TN Congressman proposes impeaching President Trump

President Donald Trump speaks to supporters in Nashville (SOURCE: NBC)
President Donald Trump speaks to supporters in Nashville (SOURCE: NBC)

WASHINGTON, D.C. (WMC) - Tennessee Congressman Steve Cohen announced that he plans to introduce articles of impeachment against President Donald Trump as soon as he returns to Congress.

The impeachment effort is in response to Trump's comments about the white nationalist rally in Charlottesville, Virginia.

"Part of his oath of office is to take care that the laws are executed appropriately, carried out, if he can't even identify domestic terrorists and equates them with American protesters of anti-American values, he is not capable of leading us," Cohen said. "There's nothing more important than democracy, and democracy is at risk with this man as President. He doesn't understand America, he doesn't understand his job as President. He's morally, ethically and intellectually incapable of being president of the United State of America."

Cohen said Trump should be impeached for not unequivocally condemning actions by neo-Nazis, white nationalists, and Klansmen after a national tragedy.

"Instead of unequivocally condemning hateful actions by neo-Nazis, white nationalists and Klansmen following a national tragedy, the President said 'there were very fine people on both sides.' There are no good Nazis. There are no good Klansmen," Cohen said. "With the President's abject failure of leadership...I had no choice but to introduce these articles of impeachment."

Click here to watch Cohen explain why he thinks impeachment is necessary.

Cohen goes on to compare the events to the Holocaust, citing that white nationalists in Charlottesville chanted the Nazi slogan, "blood and soil," as well as, "Jews will not replace us."

"None of the marchers spewing such verbiage could be considered 'very fine people' as the President suggested," Cohen said.

When asked if these things are impeachable offenses for a President, Cohen said the founding documents of our country are not specific on what are impeachable offenses.

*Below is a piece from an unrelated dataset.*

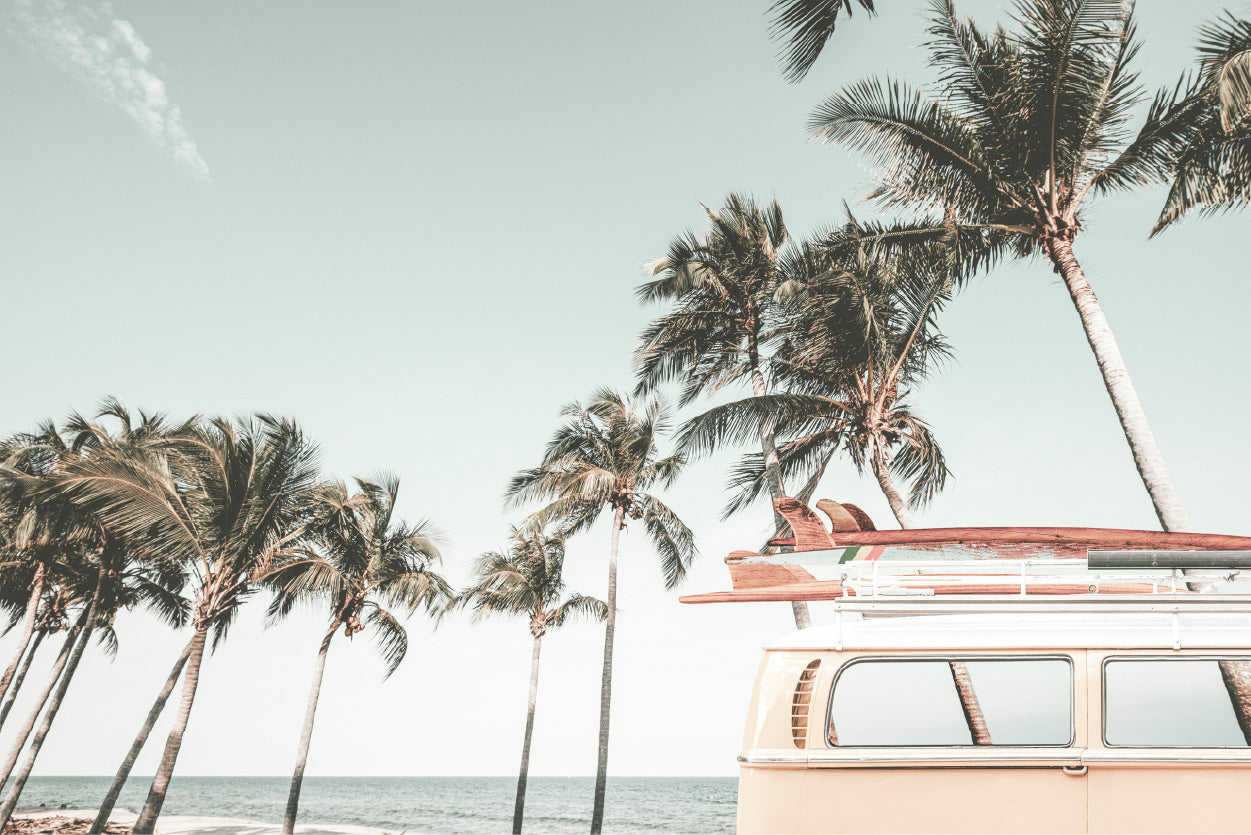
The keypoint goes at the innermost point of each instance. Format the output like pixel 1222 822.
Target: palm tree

He said if half of the Congress votes to impeach and 66 percent of the Senate votes to convict, the President could be impeached for jaywalking.

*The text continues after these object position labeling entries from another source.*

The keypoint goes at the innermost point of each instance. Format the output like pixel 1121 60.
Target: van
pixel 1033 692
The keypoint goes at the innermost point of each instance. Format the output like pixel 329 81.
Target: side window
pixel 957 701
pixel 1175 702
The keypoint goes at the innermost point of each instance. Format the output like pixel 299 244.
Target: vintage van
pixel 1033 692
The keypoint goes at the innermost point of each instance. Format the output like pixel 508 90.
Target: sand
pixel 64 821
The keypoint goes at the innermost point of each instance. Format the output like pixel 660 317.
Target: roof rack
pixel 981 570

Despite his vigor, Cohen admits it's currently an uphill battle to get the votes required to impeach Trump.

However, Cohen said he believes the tide is turning against Trump and those who defend his actions. He said he expects Democrats to win some Congressional seats in the next election.

"If we [Democrats] get a majority, impeachment will be a front line issue in 2019. If we don't get a majority, but make major gains, the Republicans will see the writing on the wall for 2020 and they will initiate impeachment to get Trump out, put Pence in, and hopefully save their rear ends," Cohen said.

One Tennessee Republican condemned Trump on Thursday by saying he had not shown that he "understands what has made this nation great."

As for the Confederate monuments in Memphis, Cohen supports removing the monuments. He said Mayor Jim Strickland and City Council both approved removing the monuments. However, the law gives the final say of moving Memphis' Confederate monuments to a board. Cohen said since Governor Bill Haslam appoints the members of that board, he is to blame for the monuments still being up.

Cohen said Haslam should go to the board and get them to vote in favor of removing the monuments.

Cohen's full statement on the release of articles of impeachment is below:

"I have expressed great concerns about President Trump's ability to lead our country in the Resolution of No Confidence (H.Res. 456) that I introduced in July with 29 of my colleagues; however, after the President's comments on Saturday, August 12 and again on Tuesday, August 15 in response to the horrific events in Charlottesville, I believe the President should be impeached and removed from office. Instead of unequivocally condemning hateful actions by neo-Nazis, white nationalists and Klansmen following a national tragedy, the President said 'there were very fine people on both sides.' There are no good Nazis. There are no good Klansmen."